Our goal – working for our shareholders and with our partners – is to evolve the services we offer to our viewers, building on the strengths of broadcast TV – and embracing the potential of the streaming age.
To ensure that everyone in the UK has access to great TV, maybe the greatest TV there is.
Something worth fighting for
Sometimes it is the simplest of ideas that can be the most powerful. That the greatest achievements from history, science and art – that define who we are as a nation - belong to and should be open to all of us.
That public spaces – such as where we gather today – are where we can go to learn about who we are, where we come from and how we fit into the world.
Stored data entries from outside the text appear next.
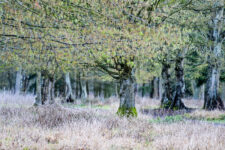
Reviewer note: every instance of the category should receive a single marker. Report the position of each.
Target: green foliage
(127, 112)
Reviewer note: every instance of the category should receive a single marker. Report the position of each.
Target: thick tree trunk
(223, 90)
(166, 99)
(180, 86)
(78, 91)
(151, 91)
(195, 90)
(202, 92)
(51, 90)
(156, 88)
(127, 97)
(69, 93)
(83, 89)
(143, 90)
(44, 90)
(18, 80)
(212, 99)
(10, 80)
(160, 88)
(38, 90)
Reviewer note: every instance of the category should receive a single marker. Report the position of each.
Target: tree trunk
(69, 93)
(195, 90)
(10, 80)
(212, 99)
(78, 85)
(51, 91)
(223, 91)
(180, 86)
(166, 99)
(83, 89)
(44, 90)
(143, 90)
(202, 92)
(18, 80)
(156, 88)
(127, 97)
(38, 90)
(160, 88)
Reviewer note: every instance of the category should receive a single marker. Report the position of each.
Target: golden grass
(56, 127)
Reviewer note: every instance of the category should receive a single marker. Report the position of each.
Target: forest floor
(94, 126)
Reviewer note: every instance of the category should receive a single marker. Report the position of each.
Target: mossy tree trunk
(127, 97)
(69, 93)
(166, 99)
(180, 86)
(38, 90)
(51, 90)
(212, 99)
(18, 80)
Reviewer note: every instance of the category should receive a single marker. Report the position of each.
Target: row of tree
(127, 42)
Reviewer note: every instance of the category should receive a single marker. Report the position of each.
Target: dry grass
(56, 127)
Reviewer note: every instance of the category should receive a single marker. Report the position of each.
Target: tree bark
(127, 96)
(38, 90)
(51, 91)
(180, 86)
(166, 87)
(44, 90)
(143, 90)
(83, 89)
(212, 99)
(156, 88)
(18, 80)
(69, 93)
(195, 90)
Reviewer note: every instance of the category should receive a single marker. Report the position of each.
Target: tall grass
(24, 127)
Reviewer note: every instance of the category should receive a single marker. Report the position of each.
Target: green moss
(127, 112)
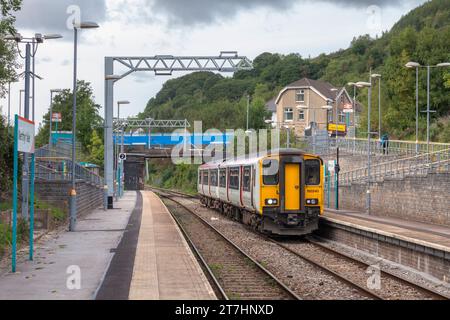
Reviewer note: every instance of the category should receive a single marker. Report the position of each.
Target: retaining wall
(425, 199)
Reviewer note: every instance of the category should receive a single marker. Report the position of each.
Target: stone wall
(89, 197)
(425, 199)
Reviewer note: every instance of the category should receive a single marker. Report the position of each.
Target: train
(280, 193)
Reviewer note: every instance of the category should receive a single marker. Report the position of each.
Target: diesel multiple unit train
(279, 194)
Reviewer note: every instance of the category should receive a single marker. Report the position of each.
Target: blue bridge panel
(173, 139)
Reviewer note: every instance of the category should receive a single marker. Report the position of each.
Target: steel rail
(256, 263)
(388, 274)
(423, 289)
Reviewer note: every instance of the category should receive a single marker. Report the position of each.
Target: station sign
(331, 166)
(348, 108)
(25, 135)
(56, 117)
(340, 127)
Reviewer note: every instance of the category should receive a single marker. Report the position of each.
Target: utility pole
(25, 167)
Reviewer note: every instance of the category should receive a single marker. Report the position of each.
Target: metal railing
(55, 164)
(421, 165)
(392, 147)
(59, 169)
(327, 146)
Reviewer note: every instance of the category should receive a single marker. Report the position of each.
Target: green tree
(96, 149)
(88, 118)
(7, 50)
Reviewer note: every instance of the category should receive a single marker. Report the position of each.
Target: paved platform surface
(163, 268)
(58, 255)
(430, 235)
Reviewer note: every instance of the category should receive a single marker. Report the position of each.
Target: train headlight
(271, 202)
(312, 202)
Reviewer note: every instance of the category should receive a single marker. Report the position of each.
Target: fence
(55, 164)
(435, 162)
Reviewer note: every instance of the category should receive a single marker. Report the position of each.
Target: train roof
(249, 159)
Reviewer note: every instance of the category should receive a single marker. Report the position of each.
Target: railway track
(347, 269)
(234, 273)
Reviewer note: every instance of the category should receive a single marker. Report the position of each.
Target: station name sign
(25, 135)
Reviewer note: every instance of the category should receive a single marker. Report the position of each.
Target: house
(306, 104)
(272, 108)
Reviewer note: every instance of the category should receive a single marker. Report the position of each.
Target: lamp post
(73, 193)
(21, 91)
(378, 76)
(353, 84)
(119, 164)
(369, 133)
(248, 108)
(28, 41)
(417, 65)
(51, 113)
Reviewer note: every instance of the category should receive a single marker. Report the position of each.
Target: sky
(180, 27)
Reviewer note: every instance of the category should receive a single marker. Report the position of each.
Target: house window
(288, 114)
(300, 96)
(301, 115)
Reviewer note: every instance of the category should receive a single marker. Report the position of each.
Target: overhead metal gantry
(226, 61)
(123, 124)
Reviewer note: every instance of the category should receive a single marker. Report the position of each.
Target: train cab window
(213, 178)
(270, 172)
(246, 179)
(234, 178)
(205, 178)
(312, 172)
(223, 178)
At a time when it can feel like technological forces are allowing us to sleep walk into a million cul-de-sacs of our own personal experience, surely we should be embracing those moments when we come together as one?
Universality enshrines the role that TV can play not just in my life, or your lives, but the role it can play in all our lives – in our society.
That’s why Public service broadcasting doesn’t belong to a group of subscribers, customers or shareholders. It does not belong to politicians to fiddle with and test for ideological purity.
It belongs to all of us.
Make no mistake – this is a pivotal moment in the story that is British TV. We collectively have the opportunity to shape a broadcasting landscape a decade from now that remains as competitive, creative and inclusive as it is today.
If you only take one thought away from my talk - it’s that universality as we know it is under threat - and that we can’t allow the future of what we watch on TV to be left to an anonymous algorithm.
British creativity will always remain at the heart of our broadcasting system, but we also need to ensure that the arteries that allow these ideas to flow remain open to all.
Everyone TV – working with its partners – will work tirelessly in ensuring that the positive benefits of our unique broadcasting system remain available – for everyone.